Self-direction and commitment

  • Workers are more likely to feel distress when there is a lack of power, too much or too little work, under- or over-promotion, authority that does not match responsibilities, objectives or requirements that are unclear, conflict between multiple job demands, or inadequate training.
    Are you unsure what is expected of you in your job? If so, get clarification of what you are supposed to be achieving. If you lack the necessary training, ask for it or seek it out yourself. Decide what changes to your role you would like, and negotiate on these.
  • Self-directed people don’t wait for things to happen or other people to do things to them. They see problems and initiate action and change. If they want support, they go and get it. In turn, they watch out for colleagues who may be under extra stress and offer to lend a hand.
  • Self-directed people do not feel a need to compete with their peers - they know what they want and work toward getting it, without envying what others are getting. Non-competitiveness means freedom to have mutually-supportive relationships with colleagues.

Flexibility

Flexibility aids survival in organisations:

  • The modern workplace is characterised by significant changes in the composition of the work force. There are, for example, increasing numbers of women and minorities who bring to organisations new and different values, desires, and goals. This requires organisations to be flexible and adaptive, and free of rigid, absolutistic attitudes that interfere with cooperation and problem-solving.
  • There is a new level of major international competition. Businesses must be alert to changes in the marketplace and able to respond quickly or even anticipate them.
  • New technology means old ways of doing things are no longer relevant. Resistance to change can be costly. It can trigger distress for many people in an organisation, and sometimes even lead to organisational failure. Anticipating change rather than simply waiting for it to happen, as Bartol and Martin have pointed out, can significantly reduce any negative impact.
  • Research has found that managers who do not cope well with stress fear change and tend to be inflexible and lower in problem-solving skills. Those who cope better see organisational changes as challenges rather than threats, are highly flexible and adaptable, and are willing to try new ways of dealing with problems. Effective supervisors, rather than dictating procedures and allowing no flexibility, explain the aims of a job and guidelines for achieving these in a general fashion, leaving staff to accomplish the goals in their own way.

Objective thinking

  • The modern business setting is not a place for magical thinking. Feet on the ground is necessary for commercial survival. Make sure you are in touch with reality.
  • Especially get rid of any myths about how human beings work. Study psychology. Know how to get the best out of people by appealing to their enlightened self-interest rather than moralising about what they ‘should’ do.

Acceptance of reality

Finally, be able to roll with the punches, as they say. No matter how well you do as an employee, an executive, or as the boss, you are unlikely to succeed at everything to which you set your hand. Acceptance of reality will help you avoid overreacting when things don’t work out, and instead of railing against fate, to pick yourself up and start over.

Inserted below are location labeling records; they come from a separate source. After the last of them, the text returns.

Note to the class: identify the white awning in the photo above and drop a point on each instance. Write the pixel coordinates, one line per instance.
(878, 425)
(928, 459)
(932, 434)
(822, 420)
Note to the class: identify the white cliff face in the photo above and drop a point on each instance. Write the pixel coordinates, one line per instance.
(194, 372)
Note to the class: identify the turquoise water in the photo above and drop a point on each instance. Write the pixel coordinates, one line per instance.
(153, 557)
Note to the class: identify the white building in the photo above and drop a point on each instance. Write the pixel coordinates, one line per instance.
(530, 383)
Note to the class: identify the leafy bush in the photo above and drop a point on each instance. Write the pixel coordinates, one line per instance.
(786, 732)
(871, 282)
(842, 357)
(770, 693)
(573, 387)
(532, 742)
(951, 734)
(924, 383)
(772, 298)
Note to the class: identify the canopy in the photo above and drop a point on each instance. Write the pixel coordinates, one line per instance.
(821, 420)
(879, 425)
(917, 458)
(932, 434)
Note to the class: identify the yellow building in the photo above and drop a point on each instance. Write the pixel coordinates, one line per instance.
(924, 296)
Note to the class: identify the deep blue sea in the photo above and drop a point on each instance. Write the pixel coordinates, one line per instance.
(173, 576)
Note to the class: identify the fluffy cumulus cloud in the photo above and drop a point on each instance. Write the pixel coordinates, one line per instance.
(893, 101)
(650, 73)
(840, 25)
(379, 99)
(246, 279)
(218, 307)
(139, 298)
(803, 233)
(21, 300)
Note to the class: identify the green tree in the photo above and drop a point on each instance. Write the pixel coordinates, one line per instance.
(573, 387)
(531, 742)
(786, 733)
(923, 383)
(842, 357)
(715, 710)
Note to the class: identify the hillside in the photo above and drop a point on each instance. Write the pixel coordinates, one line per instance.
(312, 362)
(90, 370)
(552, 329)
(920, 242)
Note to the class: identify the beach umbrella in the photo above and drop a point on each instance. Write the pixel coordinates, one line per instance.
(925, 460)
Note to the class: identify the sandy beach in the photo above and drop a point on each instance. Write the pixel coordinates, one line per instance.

Further reading on workplace effectiveness

Bramson, Robert M. Coping with the Fast Track Blues. Doubleday, New York, 1990.

Colbert, Audrey. Dealing with Sexual Harassment: A New Zealand handbook for employers/employees, students and educators. GP Books, Wellington, 1989.

Cuozzo, Jane Hershey and Graham, S. Diane. Side by Side Strategies: How two-career couples can thrive in the nineties. Mastermedia Limited, New York, 1990.

Ellis, Albert. Executive Leadership: A rational approach. Institute for Rational Living, New York, 1972.

Hilsgen, Laurie and Vause, Helen. Working From Home in New Zealand. GP Publications Ltd, Wellington, 1993.

Ingham, Christine. Life Without Work: A time for change, growth and personal transformation. HarperCollins Publishers, London, 1994.